WASHINGTON, December 16, 2021 – The Agriculture Department announced Thursday the recipients of $119.7 million in broadband grants and loans.

The money comes from two rural development programs under the department, with the telecom loans program disbursing $71.1 million to four recipients and $48.6 million to 23 recipients from the Community Connect grants program.

Under the Community Connect program, eligible areas are those that do not have access to speeds of at least 10 Megabits per second download and 1 Mbps upload. Eligible criteria under the Telecommunications Infrastructure Loans and Loan Guarantees program include rural towns with a population of 5,000 or less without telecommunications networks.

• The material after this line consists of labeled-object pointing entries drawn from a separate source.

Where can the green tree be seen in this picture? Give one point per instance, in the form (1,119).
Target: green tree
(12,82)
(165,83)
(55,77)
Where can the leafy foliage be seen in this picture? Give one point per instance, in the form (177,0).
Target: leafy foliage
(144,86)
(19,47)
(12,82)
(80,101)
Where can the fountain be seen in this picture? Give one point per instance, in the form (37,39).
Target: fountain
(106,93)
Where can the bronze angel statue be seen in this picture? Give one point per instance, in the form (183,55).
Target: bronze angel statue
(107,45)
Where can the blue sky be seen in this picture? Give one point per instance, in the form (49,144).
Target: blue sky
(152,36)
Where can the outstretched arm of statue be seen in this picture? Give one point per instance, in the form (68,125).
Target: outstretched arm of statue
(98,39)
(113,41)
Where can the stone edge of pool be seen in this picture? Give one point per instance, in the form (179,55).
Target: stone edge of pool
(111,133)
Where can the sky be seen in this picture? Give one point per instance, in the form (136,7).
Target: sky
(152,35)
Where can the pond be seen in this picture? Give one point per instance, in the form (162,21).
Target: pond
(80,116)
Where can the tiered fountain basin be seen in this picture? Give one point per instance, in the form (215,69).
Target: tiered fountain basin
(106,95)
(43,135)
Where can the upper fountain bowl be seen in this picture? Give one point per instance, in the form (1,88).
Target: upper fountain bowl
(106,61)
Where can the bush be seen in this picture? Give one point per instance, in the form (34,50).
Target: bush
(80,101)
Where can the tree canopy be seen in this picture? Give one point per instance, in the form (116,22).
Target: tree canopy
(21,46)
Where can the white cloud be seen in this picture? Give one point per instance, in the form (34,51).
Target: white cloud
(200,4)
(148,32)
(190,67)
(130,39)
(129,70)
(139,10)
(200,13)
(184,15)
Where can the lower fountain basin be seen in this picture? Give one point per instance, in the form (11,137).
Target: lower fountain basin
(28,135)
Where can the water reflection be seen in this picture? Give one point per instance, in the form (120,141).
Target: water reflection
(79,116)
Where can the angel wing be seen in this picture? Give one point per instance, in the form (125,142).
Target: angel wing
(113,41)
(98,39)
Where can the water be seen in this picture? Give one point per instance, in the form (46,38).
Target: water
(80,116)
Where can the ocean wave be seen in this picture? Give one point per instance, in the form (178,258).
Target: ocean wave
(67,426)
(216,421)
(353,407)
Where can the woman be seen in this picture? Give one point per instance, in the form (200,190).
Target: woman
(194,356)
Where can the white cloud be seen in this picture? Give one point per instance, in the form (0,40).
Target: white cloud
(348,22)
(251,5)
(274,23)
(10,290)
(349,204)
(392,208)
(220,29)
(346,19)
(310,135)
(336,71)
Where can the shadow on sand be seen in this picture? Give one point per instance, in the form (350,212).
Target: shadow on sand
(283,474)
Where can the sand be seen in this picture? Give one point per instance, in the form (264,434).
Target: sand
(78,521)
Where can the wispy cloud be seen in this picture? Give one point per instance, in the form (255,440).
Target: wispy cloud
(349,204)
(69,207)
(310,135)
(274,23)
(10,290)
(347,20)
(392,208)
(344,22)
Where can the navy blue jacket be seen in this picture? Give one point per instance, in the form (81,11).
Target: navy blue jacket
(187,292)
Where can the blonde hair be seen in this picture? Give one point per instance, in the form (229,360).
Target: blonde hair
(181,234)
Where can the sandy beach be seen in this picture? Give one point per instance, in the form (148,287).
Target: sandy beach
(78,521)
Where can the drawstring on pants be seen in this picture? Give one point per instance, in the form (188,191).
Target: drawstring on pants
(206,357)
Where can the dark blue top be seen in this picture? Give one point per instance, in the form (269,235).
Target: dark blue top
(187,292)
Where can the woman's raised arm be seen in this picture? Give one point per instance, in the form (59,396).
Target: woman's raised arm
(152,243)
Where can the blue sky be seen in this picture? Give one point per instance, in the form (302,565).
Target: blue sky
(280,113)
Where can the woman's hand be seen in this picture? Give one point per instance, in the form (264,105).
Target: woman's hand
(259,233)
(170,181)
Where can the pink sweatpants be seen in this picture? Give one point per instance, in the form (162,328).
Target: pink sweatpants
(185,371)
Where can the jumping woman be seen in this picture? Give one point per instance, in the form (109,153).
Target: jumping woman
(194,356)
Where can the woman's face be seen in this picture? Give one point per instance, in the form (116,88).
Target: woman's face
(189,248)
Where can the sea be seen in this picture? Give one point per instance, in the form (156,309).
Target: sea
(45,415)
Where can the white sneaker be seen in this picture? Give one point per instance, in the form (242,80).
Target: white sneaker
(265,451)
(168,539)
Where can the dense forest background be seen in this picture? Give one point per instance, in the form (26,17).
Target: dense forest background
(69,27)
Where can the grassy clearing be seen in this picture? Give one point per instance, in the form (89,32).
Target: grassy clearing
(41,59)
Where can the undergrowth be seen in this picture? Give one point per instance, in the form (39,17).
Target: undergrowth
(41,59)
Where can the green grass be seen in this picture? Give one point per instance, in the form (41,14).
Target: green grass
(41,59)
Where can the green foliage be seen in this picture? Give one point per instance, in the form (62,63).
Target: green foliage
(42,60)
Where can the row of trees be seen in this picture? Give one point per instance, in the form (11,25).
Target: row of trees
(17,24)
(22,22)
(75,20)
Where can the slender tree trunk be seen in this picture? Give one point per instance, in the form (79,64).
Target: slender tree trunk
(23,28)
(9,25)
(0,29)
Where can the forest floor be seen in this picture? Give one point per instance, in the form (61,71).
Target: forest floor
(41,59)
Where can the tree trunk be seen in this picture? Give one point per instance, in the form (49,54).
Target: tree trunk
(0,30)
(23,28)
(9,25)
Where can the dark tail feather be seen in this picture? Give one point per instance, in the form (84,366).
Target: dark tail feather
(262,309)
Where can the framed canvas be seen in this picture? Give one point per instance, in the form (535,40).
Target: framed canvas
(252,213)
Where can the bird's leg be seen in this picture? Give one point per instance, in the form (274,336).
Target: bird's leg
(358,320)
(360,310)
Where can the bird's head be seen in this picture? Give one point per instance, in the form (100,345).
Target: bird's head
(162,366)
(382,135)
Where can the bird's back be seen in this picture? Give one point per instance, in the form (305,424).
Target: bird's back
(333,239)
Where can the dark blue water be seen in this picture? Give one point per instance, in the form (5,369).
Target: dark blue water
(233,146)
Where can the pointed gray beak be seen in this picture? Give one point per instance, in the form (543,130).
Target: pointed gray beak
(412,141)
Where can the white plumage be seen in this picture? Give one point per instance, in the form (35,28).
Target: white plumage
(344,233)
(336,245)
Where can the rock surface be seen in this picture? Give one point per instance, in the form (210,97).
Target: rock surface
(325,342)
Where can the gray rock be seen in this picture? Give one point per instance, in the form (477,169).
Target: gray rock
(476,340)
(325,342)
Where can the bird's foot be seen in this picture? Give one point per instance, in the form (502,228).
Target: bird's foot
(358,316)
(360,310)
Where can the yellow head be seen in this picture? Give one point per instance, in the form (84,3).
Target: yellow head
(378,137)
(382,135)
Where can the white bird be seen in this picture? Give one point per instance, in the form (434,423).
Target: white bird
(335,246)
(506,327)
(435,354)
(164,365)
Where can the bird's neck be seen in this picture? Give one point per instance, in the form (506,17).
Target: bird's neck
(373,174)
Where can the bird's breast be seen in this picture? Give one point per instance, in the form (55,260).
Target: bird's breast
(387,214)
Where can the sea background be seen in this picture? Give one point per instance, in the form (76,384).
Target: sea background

In the press release, the department used the example of how Interior Telephone Company in Alaska will use a $2.6-million grant: to build a 19-mile fiber-to-the-premises network.

The states represented are California, New Mexico, Indiana, Alaska, Iowa, Illinois, Kentucky, Tennessee, Louisiana, Maryland, Minnesota, Missouri, North Carolina, Arizona, Georgia, Oklahoma, Oregon, Virginia, and Washington.

The grantees are Ponderosa Telephone, Sierra Telephone Company, Mescalero Apache Telecom, Geetingsville Tele Co., Interior Telephone Company, Byte Networking, Sharon Telephone, Sac and Fox Tribe of the Mississippi in Iowa, Wabash Telephone Coop., Jo-Carroll Energy, West Kentucky Rural Telephone Coop Corp., Star Telephone Company, Easton Utilities Commission, Consolidated Telephone Company, Bay Springs Telephone Company Inc., Atlantic Telephone Membership Corp., Star Telephone Membership Corp., NTUA Wireless, Pine Telephone Company, Pine Cellular Phones, Pioneer Telephone Coop., Ben Lomand Communications LLC, iGo Technology Inc., Pembroke Telephone Cooperative, Scott County Telephone Coop., Whidbey Telephone Company, and Public Utility District 1 Lewis County.

“The investments we are announcing today will drive the creation of good-paying union jobs and grow the economy sustainably and equitably so that everyone gets ahead for decades to come,” said Agriculture Secretary Tom Vilsack.

The chunk of money is part of a larger pie worth $5.2 billion, the rest of which goes to other infrastructure programs including electric, water and environment.

In August, the department announced $167 million to improve broadband infrastructure in 12 states from its ReConnect Program.